Not only are these micro expressions consistently related to the same underlying feelings, but they are also universal as if they were hardwired into our DNA. As far back as the late 1960s, serious scientific research was showing that the same 6 basic set of facial muscle movements reflect the exact same emotions, no matter where you are on the planet, no matter how advanced or primal your origins. (see fig. 2 of a Fore tribesman in New Guinea showing Joy, Sorrow, Anger, and Disgust).3
Facial micro-expressions of emotion have been adapted to such diverse uses as marketing or predicting, for example trying to determine the predisposition of jurors, because they reveal the true feelings behind our words even when we’re trying to conceal them. But even with the use of analysis of facial emotions to establish emotional status, credibility, or to predict behavior, we were still relying on the inconsistent skills of the human observer. Hence there was no way to tap the full potential of FMEE’s until Future Life developed the emotional mapping tool, Face2Face.
Face2Face has become a game changer not only in the area of Behavioral Health but other markets as well. The program uses a telehealth platform. It produces a 3-dimensional model of the subject’s face (See fig. 3), compares it to the structure of all 6 universal emotions and the subject’s neutral baseline, then compiles, and presents a readout of FMEEs for every1/30th of a second of video captured. It’s 80 to 85% accurate for each FMEE classified.
With the data from the readout, it produces an “emotional footprint” for subjects’ feelings on any given topic, a data set and graphic representation of how their emotions flow and interact with one another, and a record of which topics or experiences activate or “trigger” their emotions.
Face2Face goes far beyond the mere classification of emotions from social media photos.
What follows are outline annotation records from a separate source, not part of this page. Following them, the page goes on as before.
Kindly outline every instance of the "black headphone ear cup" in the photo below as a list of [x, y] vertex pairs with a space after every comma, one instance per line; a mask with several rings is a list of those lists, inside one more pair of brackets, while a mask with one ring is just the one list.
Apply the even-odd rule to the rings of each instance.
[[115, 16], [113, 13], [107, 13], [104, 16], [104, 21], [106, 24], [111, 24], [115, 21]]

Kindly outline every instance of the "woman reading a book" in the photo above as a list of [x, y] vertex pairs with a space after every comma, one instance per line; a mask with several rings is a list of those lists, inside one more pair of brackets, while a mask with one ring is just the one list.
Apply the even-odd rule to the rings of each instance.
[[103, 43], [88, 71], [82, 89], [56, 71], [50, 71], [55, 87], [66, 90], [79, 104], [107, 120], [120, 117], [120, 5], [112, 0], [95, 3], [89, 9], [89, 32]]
Feelings aren’t static, they’re dynamic and fluid, reflecting both our personalities and how we’ve learned to respond to different situations.5 Face2Face reflects that reality in the way it treats FMEE data: It produces an overview of the individual’s overall emotional status (resilience), their emotional valences toward certain situations (reactivity and/or bias), and which emotional reactions and defenses are unconsciously mobilized when they experience stress (coping styles/personality traits).
Face2Face literally maps the ever-changing human emotional landscape on the basis of hard data. Its assessments of an individual’s resilience, reactivity, and coping style, are driven by comparisons of their responses to different topics compared to their own baseline (neutral) reactions. It also uses comparisons of an individual’s reactions to stimulus pictures with nationally based norms. Face2Face’s integrated neural-network machine learning is designed to continuously improve its accuracy in those areas.
Moreover, it's machine learning is not limited to self-correction. It is designed to compile an ever-expanding database and set of emotional interactions and behaviors it can detect or predict. As its store of data grows it will be able to create algorithms for almost any purpose.